In this time of great uncertainty, leadership has never been more valuable. The LSU football team has many leaders on both sides of the ball, but when it comes to defense, senior JaCoby Stevens heads the ship.
The defensive back had a great year for the Tigers in 2019, recording 92 total tackles, five sacks, three interceptions and nine passes defended. LSU will look for another big year out of Stevens, especially since the team will have a new defensive coordinator, Bo Pelini.
Although new to the program, Pelini and Stevens have already garnered a great relationship both on and off the field.
“My relationship with Coach Pelini is pretty cool,” Stevens said. “We can talk about stuff outside of football. It creates a great rapport between us.”
Before the first game on Sept. 26, one big question remains: will college football have a season? The SEC announced earlier in August that a 10-game, conference-only schedule would occur, to which fans and players alike rejoiced. Stevens was one of those players.
“We always felt like we were going to play,” he said. “There was no question of not playing.”
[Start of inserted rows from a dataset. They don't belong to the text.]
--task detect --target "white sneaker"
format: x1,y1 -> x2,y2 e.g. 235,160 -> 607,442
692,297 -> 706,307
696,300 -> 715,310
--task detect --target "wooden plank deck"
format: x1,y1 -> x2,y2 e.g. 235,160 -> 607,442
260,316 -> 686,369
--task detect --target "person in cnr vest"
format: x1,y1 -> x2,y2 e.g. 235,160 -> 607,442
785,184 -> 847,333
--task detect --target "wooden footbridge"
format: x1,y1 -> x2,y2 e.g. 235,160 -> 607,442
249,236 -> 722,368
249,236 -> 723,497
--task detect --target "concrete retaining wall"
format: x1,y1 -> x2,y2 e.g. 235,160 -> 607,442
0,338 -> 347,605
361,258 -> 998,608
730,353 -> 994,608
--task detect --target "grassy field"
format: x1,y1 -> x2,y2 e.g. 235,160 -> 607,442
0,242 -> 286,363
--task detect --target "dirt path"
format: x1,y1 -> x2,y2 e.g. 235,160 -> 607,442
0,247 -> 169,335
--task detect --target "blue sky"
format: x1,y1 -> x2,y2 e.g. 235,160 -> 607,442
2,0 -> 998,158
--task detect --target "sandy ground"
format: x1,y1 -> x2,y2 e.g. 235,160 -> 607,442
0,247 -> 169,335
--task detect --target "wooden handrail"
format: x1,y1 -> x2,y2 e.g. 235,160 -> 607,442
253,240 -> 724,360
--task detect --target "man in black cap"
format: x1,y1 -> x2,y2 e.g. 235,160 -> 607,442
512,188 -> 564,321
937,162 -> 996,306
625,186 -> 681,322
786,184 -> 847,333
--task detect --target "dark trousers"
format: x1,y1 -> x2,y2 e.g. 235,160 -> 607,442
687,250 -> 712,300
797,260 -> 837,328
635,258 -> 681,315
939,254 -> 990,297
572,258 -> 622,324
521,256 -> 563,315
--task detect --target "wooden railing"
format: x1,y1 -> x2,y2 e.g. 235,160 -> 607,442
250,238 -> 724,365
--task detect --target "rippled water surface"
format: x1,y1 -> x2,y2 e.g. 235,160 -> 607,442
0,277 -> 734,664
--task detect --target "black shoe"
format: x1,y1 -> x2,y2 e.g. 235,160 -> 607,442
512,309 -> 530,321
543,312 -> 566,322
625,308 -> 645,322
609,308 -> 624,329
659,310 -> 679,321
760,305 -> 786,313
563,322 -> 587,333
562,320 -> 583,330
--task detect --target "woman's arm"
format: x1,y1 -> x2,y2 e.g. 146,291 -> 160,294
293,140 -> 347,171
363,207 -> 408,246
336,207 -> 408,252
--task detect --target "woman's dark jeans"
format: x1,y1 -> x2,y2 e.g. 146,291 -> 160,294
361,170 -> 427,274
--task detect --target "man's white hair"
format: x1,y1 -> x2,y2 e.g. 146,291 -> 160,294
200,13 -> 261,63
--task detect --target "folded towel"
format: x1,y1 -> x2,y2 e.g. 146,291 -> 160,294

Even though there will be a season, many players around the country are choosing to opt out. So far, three Tigers have made this decision. Star receiver Ja’Marr Chase, defensive end Neil Farrell Jr. and cornerback Kary Vincent Jr. all have decided not to play in the 2020 season.
When Stevens was asked what the team thought of losing key players on the defensive side of the ball, he said head coach Ed Orgeron preaches a “next-man-up mentality,” and the team would do exactly that. He was also asked about Vincent’s replacement, sophomore Cordale Flott.
“Cordale has always been a guy we can depend on,” Stevens said.
As big of a leader as he is on the field, it is just as important that Stevens and other veteran players are leaders off the field.
He and linebacker Andre Anthony helped lead the team in a march on Aug. 28 to protest racial inequality. The team skipped practice, met instead at Tiger Stadium and marched across campus to Interim President Tom Galligan’s office, where the players met with the president, Athletic Director Scott Woodward and Orgeron.
Stevens, who said previous generations of his family have fought for civil rights, was the first to arrive and last to leave.
“I really don’t have a choice because of the color of my skin, but I have so many great people in my family who fought for civil rights,” Stevens said. “I need to take on that burden; I think we really needed this.”
The team’s protest was part of a larger movement of athlete protests following the Aug. 23 police shooting of Jacob Blake, a 29-year-old black man, in Kenosha, Wisconsin.
In times like this, players must practice safety, even after they leave the football facilities. Stevens stressed the importance of this responsibility and commended the team for their efforts recently after an outbreak within the team earlier this summer.
“The team has been really good about learning from our mistakes,” Stevens said. “We have been really responsible in how we are handling ourselves. We are here to make the peoples’ jobs who put the protocols in place easier. We are all about the team and representing the state of Louisiana on Sept. 26.”
The Tigers will open their season in Tiger Stadium against Mississippi State on Sept. 26.